また、神学校ごとの独自の科目は当然ながらその教団の色を反映したものが多いです。関西聖書神学校ではバックストン、神戸改革派ではカルバンなど、その教団の神学の歴史的ルーツを学ぶ授業が目立ちます。また神学的にも神戸改革派にはウェストミンスター信仰基準研究が2科目あったり、中央聖書ではペンテコステ神学の授業があったり、その教団ならではの神学の強調点を学ぶことができます。神戸ルーテルに関してはホームページ上には不思議とルター研究などの科目は見当たらず、意外でした。見落としていたのかもしれませんが。。

ちなみに特定の教派に属している、または特定の立場の神学校に行きたいと考えている人は似ている立場の神学校をいくつか比較してみることをおすすめします。神学のルーツは同じでも、カリキュラムの強調点が異なっている場合が多いからです。以下参考程度にいくつかあげておきます。(漏れがあったら教えてください)

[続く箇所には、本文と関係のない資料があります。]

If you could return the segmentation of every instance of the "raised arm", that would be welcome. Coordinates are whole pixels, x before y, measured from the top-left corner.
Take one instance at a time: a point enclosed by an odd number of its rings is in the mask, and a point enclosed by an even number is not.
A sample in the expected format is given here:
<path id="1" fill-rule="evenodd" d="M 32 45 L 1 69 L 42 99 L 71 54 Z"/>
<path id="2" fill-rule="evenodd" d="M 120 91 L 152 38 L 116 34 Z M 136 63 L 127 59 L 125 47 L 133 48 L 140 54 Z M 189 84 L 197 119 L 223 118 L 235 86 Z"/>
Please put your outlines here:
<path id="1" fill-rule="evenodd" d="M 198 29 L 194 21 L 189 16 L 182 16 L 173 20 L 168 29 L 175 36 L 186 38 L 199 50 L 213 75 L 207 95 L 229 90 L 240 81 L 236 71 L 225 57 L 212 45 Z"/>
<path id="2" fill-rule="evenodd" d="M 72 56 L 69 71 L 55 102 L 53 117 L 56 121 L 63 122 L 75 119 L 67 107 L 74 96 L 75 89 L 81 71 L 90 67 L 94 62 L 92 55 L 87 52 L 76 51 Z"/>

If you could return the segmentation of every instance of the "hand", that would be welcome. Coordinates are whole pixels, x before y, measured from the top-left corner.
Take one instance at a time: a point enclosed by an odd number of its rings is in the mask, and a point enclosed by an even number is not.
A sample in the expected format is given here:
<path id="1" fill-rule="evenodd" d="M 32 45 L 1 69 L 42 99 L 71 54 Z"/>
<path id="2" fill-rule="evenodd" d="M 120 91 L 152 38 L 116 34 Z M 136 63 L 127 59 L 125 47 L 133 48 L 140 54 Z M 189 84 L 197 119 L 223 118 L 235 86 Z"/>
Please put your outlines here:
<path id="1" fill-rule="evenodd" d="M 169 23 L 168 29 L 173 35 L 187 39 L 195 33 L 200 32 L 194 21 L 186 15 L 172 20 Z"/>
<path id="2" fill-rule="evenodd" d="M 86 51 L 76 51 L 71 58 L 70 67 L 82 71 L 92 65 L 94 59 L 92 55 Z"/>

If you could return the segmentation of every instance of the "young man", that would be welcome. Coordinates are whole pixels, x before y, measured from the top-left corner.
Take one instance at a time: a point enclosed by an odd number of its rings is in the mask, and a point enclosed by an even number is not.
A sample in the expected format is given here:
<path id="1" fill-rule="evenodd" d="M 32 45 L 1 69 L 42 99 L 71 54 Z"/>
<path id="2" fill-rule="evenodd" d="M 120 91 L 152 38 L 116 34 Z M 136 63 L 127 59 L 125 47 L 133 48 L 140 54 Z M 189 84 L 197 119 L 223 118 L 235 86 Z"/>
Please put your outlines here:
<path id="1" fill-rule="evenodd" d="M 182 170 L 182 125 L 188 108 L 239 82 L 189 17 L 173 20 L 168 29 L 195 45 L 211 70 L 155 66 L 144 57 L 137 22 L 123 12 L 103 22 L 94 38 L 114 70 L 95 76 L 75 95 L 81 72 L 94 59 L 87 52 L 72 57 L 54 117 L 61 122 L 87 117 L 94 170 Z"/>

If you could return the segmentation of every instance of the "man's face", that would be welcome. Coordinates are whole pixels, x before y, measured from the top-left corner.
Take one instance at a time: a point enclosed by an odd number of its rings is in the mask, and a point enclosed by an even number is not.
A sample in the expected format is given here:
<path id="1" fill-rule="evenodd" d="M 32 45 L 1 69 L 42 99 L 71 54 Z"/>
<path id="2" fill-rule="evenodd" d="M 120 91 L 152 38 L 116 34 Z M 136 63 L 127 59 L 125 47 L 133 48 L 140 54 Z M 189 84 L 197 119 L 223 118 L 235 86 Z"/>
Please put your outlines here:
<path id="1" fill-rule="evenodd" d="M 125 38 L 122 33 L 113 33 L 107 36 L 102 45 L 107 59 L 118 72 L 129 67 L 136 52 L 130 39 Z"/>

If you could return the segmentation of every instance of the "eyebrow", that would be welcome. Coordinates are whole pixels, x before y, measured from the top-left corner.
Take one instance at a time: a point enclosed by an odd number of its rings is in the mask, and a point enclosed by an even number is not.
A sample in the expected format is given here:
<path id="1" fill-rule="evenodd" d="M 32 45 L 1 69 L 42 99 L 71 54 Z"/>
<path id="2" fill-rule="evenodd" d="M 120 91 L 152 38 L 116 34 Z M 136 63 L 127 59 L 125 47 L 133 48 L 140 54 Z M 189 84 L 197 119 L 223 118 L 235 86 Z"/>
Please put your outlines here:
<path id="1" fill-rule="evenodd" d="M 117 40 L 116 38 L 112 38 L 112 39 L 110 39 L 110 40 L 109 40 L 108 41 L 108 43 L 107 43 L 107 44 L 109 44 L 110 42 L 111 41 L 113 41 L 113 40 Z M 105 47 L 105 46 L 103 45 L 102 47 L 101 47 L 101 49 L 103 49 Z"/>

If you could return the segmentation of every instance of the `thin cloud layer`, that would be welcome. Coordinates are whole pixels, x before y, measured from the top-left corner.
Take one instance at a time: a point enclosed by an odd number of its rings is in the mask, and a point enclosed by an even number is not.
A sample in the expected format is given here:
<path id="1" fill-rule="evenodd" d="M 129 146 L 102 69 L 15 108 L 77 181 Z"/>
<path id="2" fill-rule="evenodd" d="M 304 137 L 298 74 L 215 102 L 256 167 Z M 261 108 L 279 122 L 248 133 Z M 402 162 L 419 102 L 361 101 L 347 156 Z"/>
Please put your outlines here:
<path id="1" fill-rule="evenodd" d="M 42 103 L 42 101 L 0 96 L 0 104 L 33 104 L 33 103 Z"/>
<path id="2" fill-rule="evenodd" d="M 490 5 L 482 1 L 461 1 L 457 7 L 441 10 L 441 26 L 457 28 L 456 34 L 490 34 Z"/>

  • 改革・長老系:神戸改革派(改革派)、東京基督教大学(TCU)(日本長老)、CBI(Christ Bible Institute)
  • きよめ派系:関西聖書神学校(日本イエス)、東京聖書学院(ホーリネス)、イムマヌエル聖宣神学院(インマヌエル)
  • ペテンテコステ・カリスマ系:中央聖書神学校(アッセンブリー)、KBI(関西聖書学院JEC教団: 関西聖書神学校と似ているので注意)、生駒聖書学院、CFNJ

長くなってしまいました!次回はネットで調べられない神学校情報についてです。実はこっちの方が重要かもしれません。笑

2 件のコメント

  • お疲れ様です。
    インマヌエルの神学校の名前は、イムマヌエル聖宣神学院となっているので、次回の更新の際はよろしくお願いします。